PH fertile ground for agribusiness
At a time when demand for food is expected to shoot up as population grows and productivity in food production faces increasing challenges, agribusiness ventures are seen as future growth areas that need a push.
In a country endowed with 17,460 kilometers of coastline, aquaculture may be fertile ground for businesses both big and small.
Still, be it marine-based or land-based, farm activities present opportunities for both producers and buyers.
Joseph Martin H. Borromeo, president of the Philippine Association of Fish Producers Inc. (Pafpi), thinks domestic players need to work on the consolidation of a fragmented industry, which he said faces a “huge potential” as a driver of economic growth.
Borromeo said the aquaculture sub-sector was primed to be the biggest source of food fish as output from wild capture fishing has reached a plateau.
“Asia including the Philippines is driving and will continue to drive growth in fish production as supplies lag behind demand,” Borromeo said.
Even then, he said the Philippines had dropped a notch to 11th worldwide in terms of fish production, with Myanmar dislodging the country from 10th place.
The Pafpi president said the Philippines produces 790,894 tons of fish products yearly, accounting for 1.2 percent of global total.
In comparison, neighboring Vietnam racks up 3.08 million tons or 4.6 percent of the total to rank third globally.
“The Philippines continues to have a very, very big opportunity in aquaculture but our resources, while we are much endowed, are underutilized,” Borromeo explained.
According to Pafpi, the value of total fisheries production was pegged at P238 billion or $5.8 billion in 2015, with over half of that coming from aquaculture instead of capture or wild fishing.
The industry also said that from 2000 to 2014, total fishery production grew by 3.8 percent yearly while aquaculture grew by 5.7 percent yearly.
Among farmed fisheries products, the major ones are seaweeds, bangus, tilapia and shrimps.
Borromeo added to the list of lucrative aquaculture ventures high-value commodities like lapu-lapu, groupers, pompano, seabass or snapper and blue crabs.
However, just as in the rest of Asia for the most part, aquaculture in the Philippines is mainly a game where the players are small-scale that operate disparately.
“We need for such numerous players to consolidate and go for centrally managed operations,” Borromeo said. “There lies the opportunity even for big businesses, because this is where they can help effectively.
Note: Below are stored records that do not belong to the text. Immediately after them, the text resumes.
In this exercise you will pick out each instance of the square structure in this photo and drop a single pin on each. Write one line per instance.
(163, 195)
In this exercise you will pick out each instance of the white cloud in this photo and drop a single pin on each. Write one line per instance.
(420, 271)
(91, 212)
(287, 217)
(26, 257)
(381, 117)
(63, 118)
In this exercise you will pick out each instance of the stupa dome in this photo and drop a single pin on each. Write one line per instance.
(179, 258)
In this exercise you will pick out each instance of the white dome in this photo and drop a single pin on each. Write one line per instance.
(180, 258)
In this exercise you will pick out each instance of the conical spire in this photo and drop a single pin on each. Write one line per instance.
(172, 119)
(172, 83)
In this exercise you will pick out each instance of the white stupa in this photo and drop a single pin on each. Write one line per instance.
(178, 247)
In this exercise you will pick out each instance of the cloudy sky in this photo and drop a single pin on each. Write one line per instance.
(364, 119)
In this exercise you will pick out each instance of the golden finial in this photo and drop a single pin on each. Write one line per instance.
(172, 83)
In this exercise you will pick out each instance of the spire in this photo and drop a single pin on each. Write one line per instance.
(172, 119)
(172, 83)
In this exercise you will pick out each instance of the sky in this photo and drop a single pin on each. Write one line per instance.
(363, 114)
We need to help mainstream smallholders into the value chain and not keep them within the farm gate.”
Back on land, Jollibee Food Corp. relies on a partnership program with growers of high-value crops to maintain a reliable mix of suppliers—big-volume suppliers as well as smaller producers—for its various brands.
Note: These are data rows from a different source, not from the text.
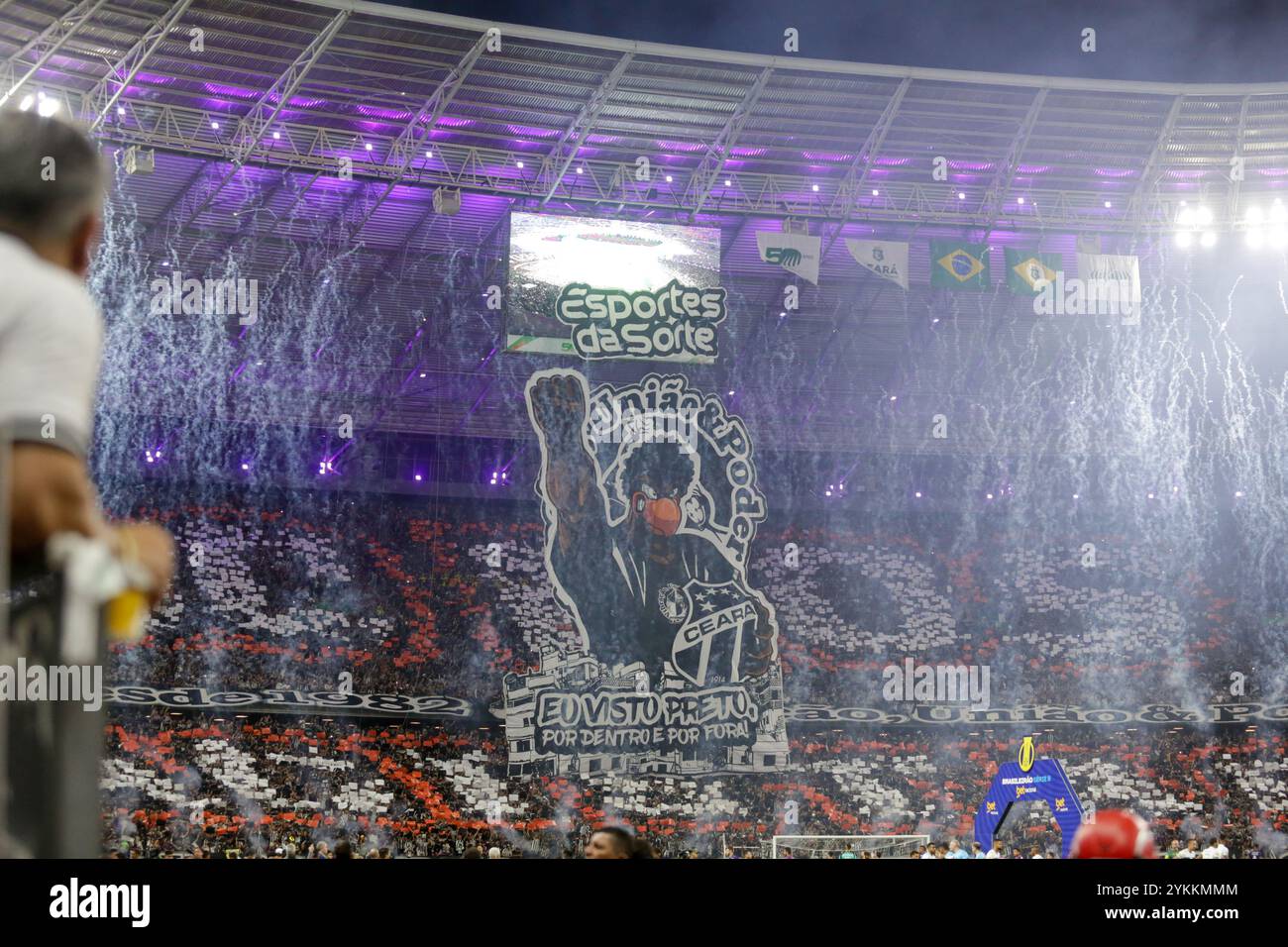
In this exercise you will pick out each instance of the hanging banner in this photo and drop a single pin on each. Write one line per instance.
(797, 253)
(1111, 285)
(888, 260)
(649, 497)
(612, 289)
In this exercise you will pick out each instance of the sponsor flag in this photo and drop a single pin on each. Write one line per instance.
(797, 253)
(1112, 283)
(884, 258)
(1028, 269)
(958, 265)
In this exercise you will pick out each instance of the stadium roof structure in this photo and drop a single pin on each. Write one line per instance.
(252, 133)
(737, 133)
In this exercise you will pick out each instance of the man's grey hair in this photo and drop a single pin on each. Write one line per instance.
(52, 176)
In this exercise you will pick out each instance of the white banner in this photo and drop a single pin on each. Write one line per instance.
(885, 258)
(1115, 278)
(797, 253)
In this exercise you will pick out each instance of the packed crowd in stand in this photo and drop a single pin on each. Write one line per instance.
(410, 604)
(250, 785)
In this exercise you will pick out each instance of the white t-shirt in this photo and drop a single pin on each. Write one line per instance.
(51, 342)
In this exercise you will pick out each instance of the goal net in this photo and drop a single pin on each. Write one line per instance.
(835, 845)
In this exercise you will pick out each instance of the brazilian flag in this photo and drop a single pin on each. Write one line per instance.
(958, 265)
(1028, 269)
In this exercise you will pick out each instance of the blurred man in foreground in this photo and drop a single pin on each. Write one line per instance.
(52, 185)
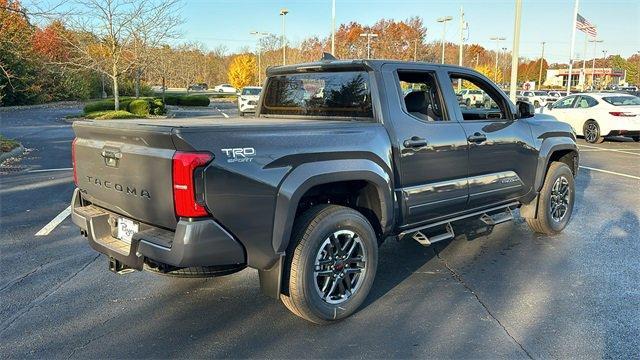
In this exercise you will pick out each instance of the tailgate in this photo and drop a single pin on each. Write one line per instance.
(127, 169)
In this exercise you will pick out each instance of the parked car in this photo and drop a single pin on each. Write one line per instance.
(330, 167)
(538, 98)
(198, 87)
(471, 97)
(597, 115)
(225, 88)
(248, 99)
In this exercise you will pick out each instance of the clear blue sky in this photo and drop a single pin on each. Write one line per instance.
(228, 22)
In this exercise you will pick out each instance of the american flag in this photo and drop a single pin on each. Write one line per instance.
(583, 25)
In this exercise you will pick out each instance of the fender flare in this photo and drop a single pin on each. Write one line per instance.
(308, 175)
(548, 147)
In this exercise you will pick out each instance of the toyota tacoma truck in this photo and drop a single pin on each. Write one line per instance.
(339, 157)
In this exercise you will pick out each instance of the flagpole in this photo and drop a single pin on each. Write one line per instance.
(573, 43)
(584, 63)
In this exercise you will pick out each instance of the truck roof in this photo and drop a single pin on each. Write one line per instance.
(355, 64)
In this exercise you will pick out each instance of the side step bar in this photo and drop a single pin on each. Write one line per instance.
(489, 217)
(426, 241)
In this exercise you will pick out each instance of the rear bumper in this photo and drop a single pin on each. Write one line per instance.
(193, 243)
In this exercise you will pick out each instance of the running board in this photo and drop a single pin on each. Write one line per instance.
(418, 232)
(495, 219)
(426, 241)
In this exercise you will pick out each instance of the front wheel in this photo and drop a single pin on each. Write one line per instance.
(555, 200)
(331, 264)
(591, 132)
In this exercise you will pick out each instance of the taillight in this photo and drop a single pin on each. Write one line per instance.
(184, 194)
(622, 113)
(73, 161)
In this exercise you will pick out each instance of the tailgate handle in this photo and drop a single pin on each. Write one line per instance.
(111, 158)
(111, 154)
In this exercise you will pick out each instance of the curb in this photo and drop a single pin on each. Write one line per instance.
(13, 153)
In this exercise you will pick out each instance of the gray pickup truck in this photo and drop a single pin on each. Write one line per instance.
(340, 156)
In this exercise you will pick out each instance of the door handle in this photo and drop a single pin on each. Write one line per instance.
(477, 138)
(415, 142)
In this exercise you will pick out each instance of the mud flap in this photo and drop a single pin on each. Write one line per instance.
(271, 279)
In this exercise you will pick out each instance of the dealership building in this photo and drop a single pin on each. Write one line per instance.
(597, 76)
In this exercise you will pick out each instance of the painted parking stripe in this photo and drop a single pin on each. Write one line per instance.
(610, 172)
(55, 222)
(47, 170)
(605, 149)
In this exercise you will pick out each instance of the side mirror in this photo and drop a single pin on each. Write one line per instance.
(525, 109)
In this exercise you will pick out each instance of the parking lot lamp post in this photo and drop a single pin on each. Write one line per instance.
(369, 36)
(259, 51)
(497, 39)
(283, 13)
(444, 20)
(333, 28)
(540, 72)
(515, 51)
(604, 63)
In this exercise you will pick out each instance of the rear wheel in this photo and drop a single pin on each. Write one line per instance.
(556, 200)
(591, 132)
(331, 264)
Through Jollibee Group Foundation (JGF), JFC intends to increase the volume of such crops that it is directly buying from farmers cooperatives by 25 percent this year, partly due to the success of its farmer entrepreneurship program (FEP).
JGF executive director Gisela Tiongson said the group wanted to source a total of 1,000 tons of commodities directly from the farmers, increasing from 800 tons in 2016.
Currently, the foundation buys from 11 farmers groups regular supplies of onions, tomatoes, bell pepper, hot pepper, calamansi, cabbage, Baguio beans, sayote, cabbage and carrots.
“We want to expand the number of our direct suppliers to 15 groups this year and to 20 groups by 2018,” Tiongson said.
She said produce bought directly from farmers account for 20 percent to 30 percent of the Jollibee group’s annual supply needs.
Tiongson said group brands that use such supplies include the flagship Jollibee fast-food chain, Chowking, Mang Inasal and Greenwich.
To improve the logistics and supply delivery under the farm entrepreneurship program, Tiongson said JFC had launched a commissary in Cebu City where farmers can deliver their products directly to Jollibee.
She said the group wanted to set up additional supply centers to serve regions in Luzon, including Calabarzon.
Buying produce directly from farmers is getting a stronger push as the Department of Agriculture has called on big business groups to do so, to help farmers get more income by bypassing middlemen.